Eine ständige Begleiterin und Teilnehmerin an Hass‘ Projekten war seine Frau Lotte. Hans versuchte stets, die negative öffentliche Meinung über Haie zu ändern und den Menschen zu beweisen, dass sie keine Meeresmörder sind. Er drehte mehrere Filme, um die Wahrheit über sie zu zeigen. Der Mann entwickelte auch viele Methoden und Instrumente, die ihm eine bessere Erforschung der Meerestiefen ermöglichten. Er schuf die erste funktionierende Unterwasserkamera und spezielle Taucherflossen.

Im Winter 1944 erlangte Hass den Doktorgrad in Zoologie an der Humboldt-Universität zu Berlin und setzte seine Forschungen in den Meerestiefen fort.

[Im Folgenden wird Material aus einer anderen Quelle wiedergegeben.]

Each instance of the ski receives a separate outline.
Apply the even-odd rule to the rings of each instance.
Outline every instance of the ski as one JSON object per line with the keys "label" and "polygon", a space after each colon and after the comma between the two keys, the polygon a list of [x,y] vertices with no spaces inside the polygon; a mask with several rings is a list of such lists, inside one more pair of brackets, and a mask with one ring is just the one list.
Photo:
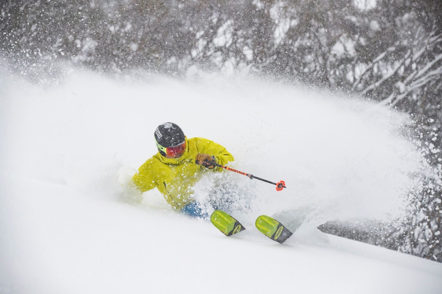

Wissenschaftliche Karriere

1961 gab Hans das Tauchen und die Filmproduktion auf und konzentrierte sich auf die Entwicklung der Energon-Theorie. Sie basiert darauf, dass sich alle Organismen in ständiger Bewegung befinden und in ihren Körpern und Organen komplexe Prozesse ablaufen. Die Theorie besagt, dass alle Strukturen, die das Leben unabhängig aufrechterhalten, energie-erwerbende Systeme oder „Energone“ sind. Zu dieser Zeit wurde Hass‘ Wissen in der akademischen Welt als „pseudowissenschaftlich“ bezeichnet, fand jedoch in Geschäftskreisen Anerkennung.

1970 begann der Wissenschaftler, sich mit verschiedenen Umweltfragen zu beschäftigen. In dieser Zeit wurde er auch zum Professor an der Universität Wien ernannt. Dieser Titel war für ihn im Grunde eine staatliche Auszeichnung und Anerkennung für seinen unschätzbaren Beitrag zur Wissenschaft.

Ein unschätzbarer Beitrag

Insgesamt drehte der Wissenschaftler im Laufe seiner Karriere über 70 einzigartige Filme, schrieb etwa 20 Bücher und machte unzählige Fotos, die ein wahrer Schatz in der Geschichte der menschlichen Erforschung der Ozean- und Meerestiefen sind.

Das aktive kreative und wissenschaftliche Leben des Professors dauerte bis zu seinem Tod an. Im Jahr 2013 verstarb er im Alter von 94 Jahren und hinterließ ein umfangreiches Werk, das auch von Zeitgenossen genutzt wird. Dank seines Engagements, seiner Liebe zum Wasser und zu den Tieren erzielte Hass einen kolossalen Erfolg!